Eventually these parallel organizations make demands on the government that, if granted, would amount to abdication. The revolutionary organizations engage in illegal activities that provoke the government into action. In the American colonies this took the form of the Committees of Correspondence, the local militias, and the state legislatures. The violent opposition to tax collectors and the stockpiling of arms were the triggers for the British armed response.

In all four cases the armed government response was ineffective or simply absent. Charles the First of England couldn’t muster enough competent troops and officers to beat the Parliamentary Army. The ministers of George the Third fumbled the initial response to American unrest with a provocative and yet feeble military presence, and then prosecuted the war in a disjointed way from across a six week ocean voyage. King Louis barely responded at all to the unrest in the streets of Paris, while his troops defected to the mobs. Russian Imperial troops refused to fire on the crowds, joining them instead.

Let me pause for a moment and ask if I am the only one thinking of Egypt. Stay with me.

Brinton compares the next stage to the crisis of a fever.

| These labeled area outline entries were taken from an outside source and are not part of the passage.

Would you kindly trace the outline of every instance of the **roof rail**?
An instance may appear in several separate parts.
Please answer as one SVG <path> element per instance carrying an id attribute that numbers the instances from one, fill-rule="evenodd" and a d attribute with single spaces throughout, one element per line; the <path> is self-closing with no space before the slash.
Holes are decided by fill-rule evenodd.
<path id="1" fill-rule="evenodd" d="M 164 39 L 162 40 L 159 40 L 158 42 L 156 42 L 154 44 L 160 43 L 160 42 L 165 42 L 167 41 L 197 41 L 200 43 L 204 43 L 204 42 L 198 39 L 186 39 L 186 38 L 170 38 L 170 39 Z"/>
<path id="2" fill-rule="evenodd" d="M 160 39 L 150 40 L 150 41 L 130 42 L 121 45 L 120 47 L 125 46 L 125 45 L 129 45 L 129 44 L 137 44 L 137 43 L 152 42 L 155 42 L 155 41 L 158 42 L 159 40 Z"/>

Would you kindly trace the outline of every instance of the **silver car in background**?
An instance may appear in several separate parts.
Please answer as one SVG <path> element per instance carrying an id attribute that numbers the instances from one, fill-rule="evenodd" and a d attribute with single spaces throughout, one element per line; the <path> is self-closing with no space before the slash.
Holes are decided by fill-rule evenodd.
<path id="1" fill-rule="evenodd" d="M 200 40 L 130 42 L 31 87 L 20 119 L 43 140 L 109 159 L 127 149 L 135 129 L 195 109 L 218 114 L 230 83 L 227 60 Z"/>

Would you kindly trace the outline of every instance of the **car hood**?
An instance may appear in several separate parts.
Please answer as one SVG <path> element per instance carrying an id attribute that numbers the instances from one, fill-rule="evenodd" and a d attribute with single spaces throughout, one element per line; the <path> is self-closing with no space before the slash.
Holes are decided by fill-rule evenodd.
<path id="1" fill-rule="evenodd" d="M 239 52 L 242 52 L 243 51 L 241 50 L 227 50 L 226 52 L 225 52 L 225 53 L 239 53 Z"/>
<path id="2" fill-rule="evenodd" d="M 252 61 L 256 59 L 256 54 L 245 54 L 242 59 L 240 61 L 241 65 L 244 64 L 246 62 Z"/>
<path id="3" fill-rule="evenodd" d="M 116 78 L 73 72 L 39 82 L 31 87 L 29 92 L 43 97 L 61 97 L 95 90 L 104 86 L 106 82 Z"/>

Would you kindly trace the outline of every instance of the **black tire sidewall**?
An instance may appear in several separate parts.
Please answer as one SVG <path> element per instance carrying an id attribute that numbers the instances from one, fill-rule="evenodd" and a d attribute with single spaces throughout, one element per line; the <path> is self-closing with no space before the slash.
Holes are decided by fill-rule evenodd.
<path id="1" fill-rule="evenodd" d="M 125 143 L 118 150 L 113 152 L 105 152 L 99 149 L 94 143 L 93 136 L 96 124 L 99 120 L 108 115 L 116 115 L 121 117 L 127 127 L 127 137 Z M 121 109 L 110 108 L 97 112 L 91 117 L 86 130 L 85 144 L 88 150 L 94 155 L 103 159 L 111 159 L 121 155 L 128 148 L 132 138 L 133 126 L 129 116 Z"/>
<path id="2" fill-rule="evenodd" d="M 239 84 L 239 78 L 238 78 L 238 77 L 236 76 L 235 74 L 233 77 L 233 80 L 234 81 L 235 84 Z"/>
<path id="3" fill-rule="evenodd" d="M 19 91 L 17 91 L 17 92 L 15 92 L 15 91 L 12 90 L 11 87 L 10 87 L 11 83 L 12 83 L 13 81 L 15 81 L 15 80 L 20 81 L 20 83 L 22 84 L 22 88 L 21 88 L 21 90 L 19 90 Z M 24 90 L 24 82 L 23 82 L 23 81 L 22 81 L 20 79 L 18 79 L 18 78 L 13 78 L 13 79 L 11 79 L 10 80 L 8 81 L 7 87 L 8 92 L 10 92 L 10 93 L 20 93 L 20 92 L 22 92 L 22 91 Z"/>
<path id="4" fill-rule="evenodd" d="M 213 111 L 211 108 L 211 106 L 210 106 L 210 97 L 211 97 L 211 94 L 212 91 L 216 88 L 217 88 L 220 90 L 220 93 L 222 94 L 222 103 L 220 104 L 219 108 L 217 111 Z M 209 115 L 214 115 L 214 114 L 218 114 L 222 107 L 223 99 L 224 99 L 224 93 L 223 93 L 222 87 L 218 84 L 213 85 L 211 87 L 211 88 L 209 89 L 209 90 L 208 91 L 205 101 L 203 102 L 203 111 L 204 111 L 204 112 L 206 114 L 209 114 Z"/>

Having overthrown the establishment, the revolutionaries have to decide on their own organizing principles and their program. There is an inevitable tendency towards centralization of power. The threat of counter-revolution and the jostling of factions provoke this.

Revolutionaries also tend towards a social or spiritual purity. Each revolution had an element of “the perfection of mankind” to it. In the English Civil War it was overtly religious In the American, French, and Russian revolutions it was more of the Enlightenment era phenomenon, overtly atheistic in France and Russia, deistic in America. In all cases, people were expected to embrace a revolutionary asceticism.

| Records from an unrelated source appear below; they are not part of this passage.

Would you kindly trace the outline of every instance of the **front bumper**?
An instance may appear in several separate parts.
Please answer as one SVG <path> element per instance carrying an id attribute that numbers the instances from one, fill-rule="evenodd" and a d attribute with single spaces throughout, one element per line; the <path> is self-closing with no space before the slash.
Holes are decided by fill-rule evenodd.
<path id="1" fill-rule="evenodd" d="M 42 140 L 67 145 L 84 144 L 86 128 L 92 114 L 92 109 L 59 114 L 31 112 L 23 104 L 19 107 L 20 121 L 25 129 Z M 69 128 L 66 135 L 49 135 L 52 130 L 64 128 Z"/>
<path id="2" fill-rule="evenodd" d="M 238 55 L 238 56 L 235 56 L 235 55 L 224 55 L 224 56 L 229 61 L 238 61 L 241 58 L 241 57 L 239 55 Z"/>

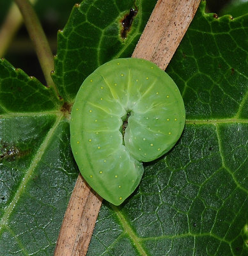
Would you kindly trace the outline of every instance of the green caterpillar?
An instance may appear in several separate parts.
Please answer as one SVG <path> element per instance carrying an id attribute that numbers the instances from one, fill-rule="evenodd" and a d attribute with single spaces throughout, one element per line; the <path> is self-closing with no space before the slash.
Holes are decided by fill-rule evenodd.
<path id="1" fill-rule="evenodd" d="M 102 198 L 120 205 L 139 185 L 142 162 L 174 145 L 185 115 L 178 88 L 154 63 L 104 64 L 85 79 L 72 110 L 71 147 L 80 172 Z"/>

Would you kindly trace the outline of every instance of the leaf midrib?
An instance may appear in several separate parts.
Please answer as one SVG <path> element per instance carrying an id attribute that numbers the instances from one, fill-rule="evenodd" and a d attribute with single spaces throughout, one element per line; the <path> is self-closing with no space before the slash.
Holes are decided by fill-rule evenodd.
<path id="1" fill-rule="evenodd" d="M 47 136 L 45 137 L 43 143 L 40 145 L 40 147 L 37 150 L 36 154 L 35 156 L 33 159 L 31 161 L 31 163 L 29 167 L 29 168 L 27 170 L 27 172 L 26 173 L 24 178 L 22 180 L 22 182 L 19 186 L 19 188 L 17 188 L 15 194 L 13 196 L 13 198 L 12 201 L 10 202 L 10 204 L 8 205 L 8 206 L 4 209 L 4 212 L 2 217 L 0 218 L 0 232 L 2 230 L 2 228 L 8 225 L 8 220 L 10 216 L 10 214 L 12 212 L 12 210 L 15 207 L 17 202 L 20 198 L 20 196 L 23 191 L 23 190 L 25 189 L 25 187 L 30 179 L 32 177 L 32 173 L 33 170 L 36 168 L 38 163 L 42 159 L 46 148 L 49 144 L 49 142 L 50 141 L 50 139 L 52 137 L 54 136 L 54 132 L 57 128 L 58 125 L 59 125 L 60 121 L 63 117 L 63 114 L 61 113 L 60 115 L 58 116 L 54 125 L 52 126 L 52 127 L 50 129 L 49 131 L 48 132 Z"/>
<path id="2" fill-rule="evenodd" d="M 144 249 L 141 244 L 139 237 L 138 237 L 136 236 L 133 229 L 127 222 L 127 220 L 125 215 L 122 214 L 122 212 L 119 210 L 118 207 L 114 205 L 111 205 L 111 207 L 116 214 L 116 216 L 118 218 L 120 223 L 121 223 L 121 225 L 125 233 L 128 234 L 128 236 L 129 236 L 130 239 L 132 241 L 134 245 L 135 246 L 136 248 L 139 252 L 140 255 L 142 256 L 148 256 L 148 254 L 146 253 Z"/>

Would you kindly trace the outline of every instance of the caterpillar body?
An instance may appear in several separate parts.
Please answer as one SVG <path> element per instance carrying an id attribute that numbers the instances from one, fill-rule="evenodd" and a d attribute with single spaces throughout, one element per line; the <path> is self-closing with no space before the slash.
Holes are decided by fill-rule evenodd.
<path id="1" fill-rule="evenodd" d="M 71 147 L 80 172 L 102 197 L 120 205 L 139 184 L 142 162 L 174 145 L 185 115 L 176 84 L 154 63 L 104 64 L 85 79 L 72 110 Z"/>

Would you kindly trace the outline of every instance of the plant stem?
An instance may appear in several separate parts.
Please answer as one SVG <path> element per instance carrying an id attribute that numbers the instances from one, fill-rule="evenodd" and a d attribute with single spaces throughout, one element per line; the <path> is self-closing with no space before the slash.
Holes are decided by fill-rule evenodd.
<path id="1" fill-rule="evenodd" d="M 3 57 L 22 18 L 16 4 L 13 3 L 0 30 L 0 57 Z"/>
<path id="2" fill-rule="evenodd" d="M 36 0 L 30 0 L 32 4 L 36 2 Z M 0 29 L 0 58 L 4 56 L 22 21 L 22 16 L 19 9 L 15 3 L 13 3 Z"/>
<path id="3" fill-rule="evenodd" d="M 15 1 L 22 15 L 30 38 L 35 45 L 47 85 L 52 86 L 58 95 L 57 88 L 50 76 L 50 72 L 54 68 L 54 56 L 36 13 L 28 0 Z"/>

The moderates lost. Power shifted from the status quo conservatives to the revolutionary/reform moderates to the hard line revolutionaries. The extremists tended to have the most monolithic and loyal organizations, as well as the willingness to use violence, deception, and dirty tricks to achieve their goals.

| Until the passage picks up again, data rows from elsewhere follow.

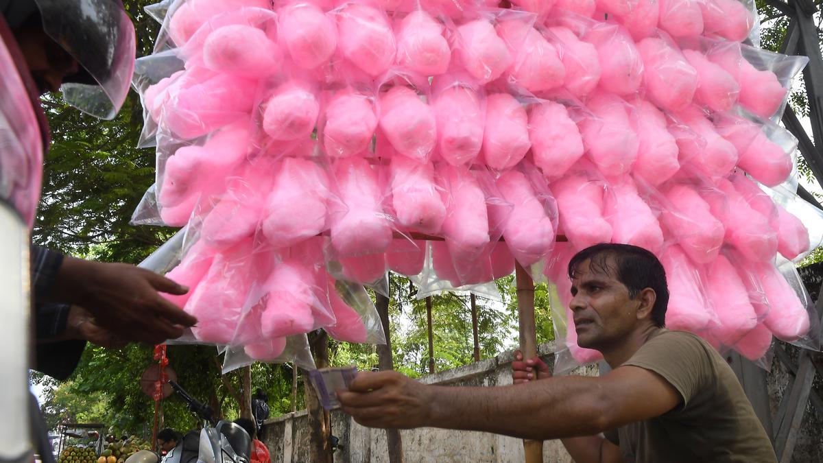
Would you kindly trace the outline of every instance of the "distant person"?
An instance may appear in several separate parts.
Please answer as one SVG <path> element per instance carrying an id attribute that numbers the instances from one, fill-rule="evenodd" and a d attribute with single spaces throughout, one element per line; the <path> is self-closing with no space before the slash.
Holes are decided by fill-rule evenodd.
<path id="1" fill-rule="evenodd" d="M 268 408 L 267 407 L 266 409 L 267 411 Z M 269 456 L 268 448 L 266 447 L 266 444 L 257 439 L 254 422 L 248 418 L 239 418 L 235 420 L 235 424 L 245 429 L 246 433 L 249 433 L 249 437 L 252 438 L 252 451 L 249 456 L 251 463 L 271 463 L 272 457 Z"/>
<path id="2" fill-rule="evenodd" d="M 157 445 L 160 447 L 160 454 L 163 455 L 160 463 L 171 461 L 177 452 L 183 451 L 181 443 L 183 443 L 183 437 L 170 428 L 166 428 L 157 433 Z"/>

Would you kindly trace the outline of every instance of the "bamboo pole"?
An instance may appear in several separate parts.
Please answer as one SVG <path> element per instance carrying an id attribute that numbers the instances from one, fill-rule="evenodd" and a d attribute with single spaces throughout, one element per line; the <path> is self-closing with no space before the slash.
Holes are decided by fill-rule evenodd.
<path id="1" fill-rule="evenodd" d="M 528 271 L 514 264 L 517 279 L 517 308 L 520 325 L 520 352 L 523 358 L 532 358 L 537 355 L 537 339 L 534 324 L 534 282 Z M 526 463 L 542 463 L 543 442 L 542 441 L 523 440 Z"/>
<path id="2" fill-rule="evenodd" d="M 480 362 L 480 338 L 477 335 L 477 300 L 472 292 L 469 296 L 472 302 L 472 335 L 474 338 L 474 361 Z"/>
<path id="3" fill-rule="evenodd" d="M 425 298 L 425 320 L 429 334 L 429 374 L 435 374 L 435 339 L 431 331 L 431 297 Z"/>

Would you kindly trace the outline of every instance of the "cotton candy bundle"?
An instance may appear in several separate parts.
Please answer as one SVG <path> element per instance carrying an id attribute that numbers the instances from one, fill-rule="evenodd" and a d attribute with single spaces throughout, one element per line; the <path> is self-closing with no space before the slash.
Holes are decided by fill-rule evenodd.
<path id="1" fill-rule="evenodd" d="M 340 50 L 364 72 L 378 76 L 391 67 L 397 44 L 388 21 L 379 11 L 347 3 L 338 12 L 337 30 Z"/>
<path id="2" fill-rule="evenodd" d="M 700 0 L 658 0 L 658 26 L 675 37 L 692 37 L 703 32 Z"/>
<path id="3" fill-rule="evenodd" d="M 277 141 L 305 139 L 314 130 L 320 112 L 314 92 L 299 82 L 281 86 L 264 108 L 263 129 Z"/>
<path id="4" fill-rule="evenodd" d="M 639 146 L 631 108 L 621 97 L 605 92 L 593 96 L 588 107 L 593 117 L 581 123 L 580 133 L 592 161 L 604 175 L 628 172 Z"/>
<path id="5" fill-rule="evenodd" d="M 522 173 L 504 173 L 497 179 L 497 188 L 513 205 L 503 228 L 503 237 L 518 262 L 528 267 L 551 250 L 555 227 Z"/>
<path id="6" fill-rule="evenodd" d="M 637 161 L 634 171 L 647 184 L 657 186 L 680 169 L 678 147 L 667 129 L 666 116 L 644 100 L 635 103 L 637 113 Z"/>
<path id="7" fill-rule="evenodd" d="M 443 32 L 443 25 L 425 12 L 409 13 L 398 31 L 398 62 L 425 76 L 445 72 L 452 51 Z"/>
<path id="8" fill-rule="evenodd" d="M 588 95 L 600 82 L 600 60 L 594 45 L 584 42 L 565 27 L 550 27 L 557 39 L 563 68 L 565 71 L 564 86 L 576 96 Z"/>
<path id="9" fill-rule="evenodd" d="M 327 62 L 337 47 L 334 21 L 309 2 L 297 2 L 277 11 L 277 33 L 295 64 L 314 69 Z"/>
<path id="10" fill-rule="evenodd" d="M 700 6 L 706 34 L 742 42 L 755 25 L 754 15 L 737 0 L 704 0 Z"/>
<path id="11" fill-rule="evenodd" d="M 483 133 L 483 158 L 493 169 L 510 169 L 531 147 L 528 116 L 526 110 L 508 93 L 488 96 L 486 130 Z"/>
<path id="12" fill-rule="evenodd" d="M 649 99 L 670 111 L 685 109 L 697 90 L 697 71 L 663 39 L 649 37 L 637 44 Z"/>
<path id="13" fill-rule="evenodd" d="M 560 224 L 577 249 L 611 240 L 611 226 L 603 218 L 603 187 L 583 175 L 567 175 L 553 183 Z"/>
<path id="14" fill-rule="evenodd" d="M 437 143 L 435 111 L 407 87 L 380 97 L 380 128 L 400 154 L 426 161 Z"/>
<path id="15" fill-rule="evenodd" d="M 467 87 L 444 89 L 435 101 L 439 153 L 452 166 L 474 160 L 483 144 L 486 112 L 480 96 Z"/>
<path id="16" fill-rule="evenodd" d="M 723 255 L 707 264 L 706 291 L 715 307 L 719 325 L 713 334 L 726 345 L 733 345 L 757 324 L 749 294 L 732 263 Z"/>
<path id="17" fill-rule="evenodd" d="M 485 84 L 500 77 L 512 63 L 506 43 L 488 21 L 478 19 L 458 27 L 461 58 L 466 71 Z"/>
<path id="18" fill-rule="evenodd" d="M 391 164 L 391 185 L 392 203 L 400 225 L 430 235 L 440 232 L 446 208 L 435 185 L 434 166 L 395 157 Z"/>
<path id="19" fill-rule="evenodd" d="M 603 214 L 611 225 L 611 241 L 635 245 L 653 252 L 663 244 L 663 232 L 654 213 L 640 198 L 634 182 L 612 185 L 603 198 Z"/>
<path id="20" fill-rule="evenodd" d="M 725 229 L 710 208 L 691 187 L 675 185 L 666 193 L 669 204 L 660 217 L 668 233 L 678 240 L 683 251 L 697 264 L 715 260 Z"/>
<path id="21" fill-rule="evenodd" d="M 533 105 L 528 135 L 534 162 L 546 178 L 562 176 L 583 156 L 583 139 L 565 106 L 552 101 Z"/>
<path id="22" fill-rule="evenodd" d="M 666 250 L 660 262 L 666 269 L 669 290 L 666 326 L 691 332 L 706 330 L 713 316 L 695 266 L 677 245 Z"/>
<path id="23" fill-rule="evenodd" d="M 584 39 L 597 49 L 600 88 L 617 95 L 636 92 L 643 82 L 643 59 L 625 30 L 616 25 L 600 25 Z"/>
<path id="24" fill-rule="evenodd" d="M 367 147 L 377 129 L 371 103 L 353 92 L 339 92 L 326 108 L 323 145 L 330 156 L 346 157 Z"/>
<path id="25" fill-rule="evenodd" d="M 392 229 L 382 214 L 382 194 L 371 166 L 359 157 L 342 159 L 335 177 L 339 200 L 330 211 L 332 246 L 342 256 L 385 250 Z"/>
<path id="26" fill-rule="evenodd" d="M 314 161 L 286 158 L 266 199 L 262 231 L 275 248 L 288 247 L 327 227 L 328 178 Z"/>
<path id="27" fill-rule="evenodd" d="M 503 21 L 496 30 L 514 57 L 509 70 L 512 82 L 533 93 L 563 85 L 565 69 L 557 49 L 537 30 L 518 20 Z"/>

Again I’m thinking of Egypt.

In each case there was a period of terror: Anti-Catholic massacres in England, mob violence and the expulsion of Loyalists in America, death sentence by accusation in France, and the violent suppression of dissent in the Soviet Union. Brinton acknowledges that the period of terror in the Soviet Union quieted down and bureaucratized, but never really went away.

In each case there was a cooling off, known as the Thermidor period in France. The extremists are better at taking control than ruling. The terror burns itself out and the worst offenders often do not outlive this period. Robespierre, the leader of the French terror, mounted the scaffold himself only a few years after his ascent to power. And let’s face it; people get sick of high standards of virtue. Humanity returns to the mean.

As do political structures. England and France returned to monarchy, albeit constitutional monarchy. The Soviet Union became an oligarchy approximately as oppressive as the imperial government that preceded it. The new United States, thankfully, had a local and state democratic tradition to revert to. What happened in three of the four cases is that the middle class, people with some property, with something to lose, looked at the extremists and the conservatives and chose stability over the new brotherhood of man. In the Soviet Union power was centralized much more effectively, and under a philosophy that did not postulate a middle class. Not that there was much of a middle class, percentage-wise, before the revolution.

Egypt.

Professor Brinton was humble and hesitant in his conclusions. His caveats take up significant space in the text. Still, I consider his propositions to be remarkably applicable to recent history. The Chinese went from the excesses of the Great Leap Forward and the Red Brigades to mixed state/private capitalism in just a few decades. Wherever I see revolution in this world I see the train of Crane Brinton’s thought being validated. Do you?

The Anatomy of Revolutions is considered a classic of political and historical analysis. It gets the Minor Heretic Seal of Approval.